The Minister of Works and Housing, Babatunde Raji Fashola, has said that the Federal Government has plans to shut down the Falomo Bridge after repairs have been concluded on the Third Mainland Bridge.
The minister who was a guest to Classic FM on Sunday said the Third Mainland Bridge would be fully open to vehicular traffic before February ending.
Listing the several bridges the ministry had worked on, the minister stressed that Falomo Bridge expansion joints need work.
He said, “The pillars, the piles, repair and underwater repair of the Third Mainland Bridge should not keep us beyond the end of February.
“Let me also say we have done work on Ojuelegba Bridge; we have done work on Independent Bridge. We have also done some work on the Falomo Bridge and we plan to close the Falomo Bridge after the Third Mainland Bridge.
“We have to work on Falomo because the expansion joints also need to be replaced. The deck work has been done but we will notify the public in details when it will happen. We are also working on the Eko Bridge and right under it.”
The minister explained that the Second Niger Bridge would be delivered in 2022, adding that the work was funded by the Presidential Infrastructure Development Fund, the Nigeria Sovereign Investment Authority and proceeds from late Sani Abacha’s loot.
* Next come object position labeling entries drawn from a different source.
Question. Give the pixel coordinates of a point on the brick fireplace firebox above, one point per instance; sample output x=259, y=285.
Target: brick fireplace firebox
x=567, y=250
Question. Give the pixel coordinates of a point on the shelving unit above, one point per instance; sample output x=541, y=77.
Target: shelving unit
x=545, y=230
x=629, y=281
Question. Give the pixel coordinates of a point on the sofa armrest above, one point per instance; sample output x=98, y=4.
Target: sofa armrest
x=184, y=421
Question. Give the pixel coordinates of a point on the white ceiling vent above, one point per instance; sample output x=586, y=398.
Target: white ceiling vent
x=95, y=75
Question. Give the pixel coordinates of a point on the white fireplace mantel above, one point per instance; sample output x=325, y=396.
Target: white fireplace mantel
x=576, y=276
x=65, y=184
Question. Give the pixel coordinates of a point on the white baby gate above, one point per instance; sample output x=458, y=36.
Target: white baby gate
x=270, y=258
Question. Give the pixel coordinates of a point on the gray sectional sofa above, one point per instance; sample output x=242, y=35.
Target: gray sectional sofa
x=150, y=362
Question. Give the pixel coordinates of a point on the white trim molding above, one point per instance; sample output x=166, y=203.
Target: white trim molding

He explained that the bridge was the smallest component of the project.
“There is a road network of about 20 kilometres, 11 on the Anambra side, nine on the Asaba side and the other network of roads that leads you to Owerri. The bridge will be finished sometime early next year and the road work will continue,” he said.
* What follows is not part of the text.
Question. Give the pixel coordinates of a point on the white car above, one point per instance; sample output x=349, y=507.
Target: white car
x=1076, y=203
He added, “People may say they do not see what is happening because the greater percentage of the bridgework is underwater. The milling, reinforcement, concrete, cement and while that is going on, people may think nothing is happening. We are now at a point where the Onitsha bound section of the deck is almost completed. Once we finish that we will switch to the Delta bound side.”
In terms of setbacks, Fashola listed contractors’ challenges with COVID-19, reduced manpower and dwindling oil revenue that affected projects.
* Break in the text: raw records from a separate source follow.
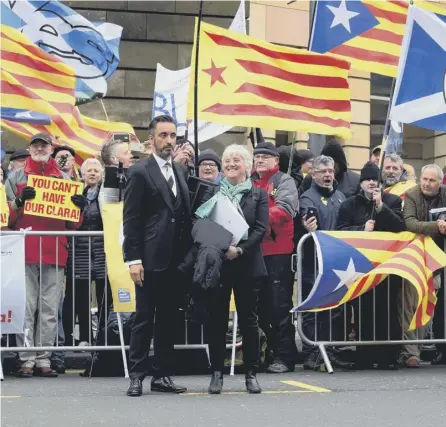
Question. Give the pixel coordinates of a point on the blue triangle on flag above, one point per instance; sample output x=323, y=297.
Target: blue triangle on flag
x=329, y=33
x=335, y=258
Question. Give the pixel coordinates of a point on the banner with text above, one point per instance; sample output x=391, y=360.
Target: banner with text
x=172, y=91
x=12, y=284
x=4, y=209
x=122, y=286
x=53, y=198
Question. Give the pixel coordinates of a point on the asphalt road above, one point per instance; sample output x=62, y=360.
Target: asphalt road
x=404, y=398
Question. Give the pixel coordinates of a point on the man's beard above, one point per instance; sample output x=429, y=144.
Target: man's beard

He said, “With oil prices inching over $55 per barrel, we do not have the resources to get what we need. We need special funds like Sukuk bonds and the PIDF. The Lagos-Ibadan, Abuja-Kano highway and East-West road are under the PIDF. The Sukuk bonds started with 25 roads and expanded to 44 but are still not enough.
“When you bear in mind that we have 700+ contracts covering 13,000km, you see the size of the undertaking we have embarked upon. This is why we need to borrow to build infrastructure that will serve us 30 years or more.”
Giving details on the Abuja-Kano road, he said the road had to be reconstructed and no longer rehabilitated.